User Tools

Site Tools


resolution_area:prometheus_resolutions:res-p9129

This is an old revision of the document!


ElastAlertNoScrape

Level: Critical

Purpose: Notify Errigal Operations staff that the elastalert application on prometheus prod has not completed a scrape on the DF-80 (80% disk full) or DF-60 (60% disk full) Elast Alert rules in the last 2 minutes.

Resolution: Elastalert runs in a docker container on prometheus prod. It is monitoring NUCS Disk space in KLAs network by checking elastic search data that has pulled the Operating system stats. If these dont catch log files filling up the HDD the NUC will go offline.

Manual Action Steps:

sudo docker logs --tail 100 elastalert --follow
sudo docker restart elastalert

A restart should do the trick if there was an error and this caused the application to disable the rules.

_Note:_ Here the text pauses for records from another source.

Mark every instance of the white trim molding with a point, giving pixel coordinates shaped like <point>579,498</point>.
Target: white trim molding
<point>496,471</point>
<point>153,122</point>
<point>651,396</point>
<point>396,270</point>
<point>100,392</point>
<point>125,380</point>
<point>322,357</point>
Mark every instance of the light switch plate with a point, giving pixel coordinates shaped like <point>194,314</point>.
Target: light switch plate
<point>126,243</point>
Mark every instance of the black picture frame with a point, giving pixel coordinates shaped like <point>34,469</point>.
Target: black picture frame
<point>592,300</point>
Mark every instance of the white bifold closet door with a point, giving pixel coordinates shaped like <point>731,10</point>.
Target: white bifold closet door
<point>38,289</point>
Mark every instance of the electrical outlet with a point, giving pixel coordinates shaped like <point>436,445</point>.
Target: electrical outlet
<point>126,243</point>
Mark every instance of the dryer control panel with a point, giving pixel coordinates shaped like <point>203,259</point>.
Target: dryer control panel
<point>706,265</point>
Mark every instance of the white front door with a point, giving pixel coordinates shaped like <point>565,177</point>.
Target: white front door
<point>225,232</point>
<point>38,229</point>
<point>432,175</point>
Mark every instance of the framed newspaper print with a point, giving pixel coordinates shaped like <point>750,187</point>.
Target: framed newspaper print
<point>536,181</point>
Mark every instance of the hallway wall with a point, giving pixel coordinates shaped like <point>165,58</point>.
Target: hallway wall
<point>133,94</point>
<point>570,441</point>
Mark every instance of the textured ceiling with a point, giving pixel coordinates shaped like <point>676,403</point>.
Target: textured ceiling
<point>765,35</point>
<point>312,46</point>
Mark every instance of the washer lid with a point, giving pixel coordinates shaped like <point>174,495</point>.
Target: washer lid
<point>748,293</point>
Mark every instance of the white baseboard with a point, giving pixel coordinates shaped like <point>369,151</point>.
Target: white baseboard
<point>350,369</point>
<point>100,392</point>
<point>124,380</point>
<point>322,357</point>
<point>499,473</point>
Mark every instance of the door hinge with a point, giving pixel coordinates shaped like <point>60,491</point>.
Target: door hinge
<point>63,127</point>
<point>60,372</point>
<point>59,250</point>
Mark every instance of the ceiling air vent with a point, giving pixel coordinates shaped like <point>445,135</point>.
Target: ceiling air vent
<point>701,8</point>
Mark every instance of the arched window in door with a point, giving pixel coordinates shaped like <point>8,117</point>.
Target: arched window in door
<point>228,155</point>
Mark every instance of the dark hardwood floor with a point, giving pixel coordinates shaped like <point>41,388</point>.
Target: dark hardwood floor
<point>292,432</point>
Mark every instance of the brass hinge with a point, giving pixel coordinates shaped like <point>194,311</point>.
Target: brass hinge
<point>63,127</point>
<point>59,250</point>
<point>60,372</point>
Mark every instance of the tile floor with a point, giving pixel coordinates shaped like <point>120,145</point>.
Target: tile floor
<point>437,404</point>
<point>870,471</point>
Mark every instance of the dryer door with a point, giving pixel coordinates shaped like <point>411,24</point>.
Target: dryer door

Observe logs and be sure that the logs show elastalert running the query for both DF-80 and DF-60. These two lines should be present.

INFO:elastalert:Queried rule df-80 from 2024-08-06 19:41 UTC to 2024-08-06 19:52 UTC: 0 / 0 hits
INFO:elastalert:Queried rule df-60 from 2024-08-06 19:41 UTC to 2024-08-06 19:53 UTC: 0 / 0 hits

Another thing to check is the rule yaml files

cd /home/scotty/elastalert_config/rules
sudo vi df-60.yaml or sudo vi df-80.yaml

Ensure the setting is_enabled is set to true.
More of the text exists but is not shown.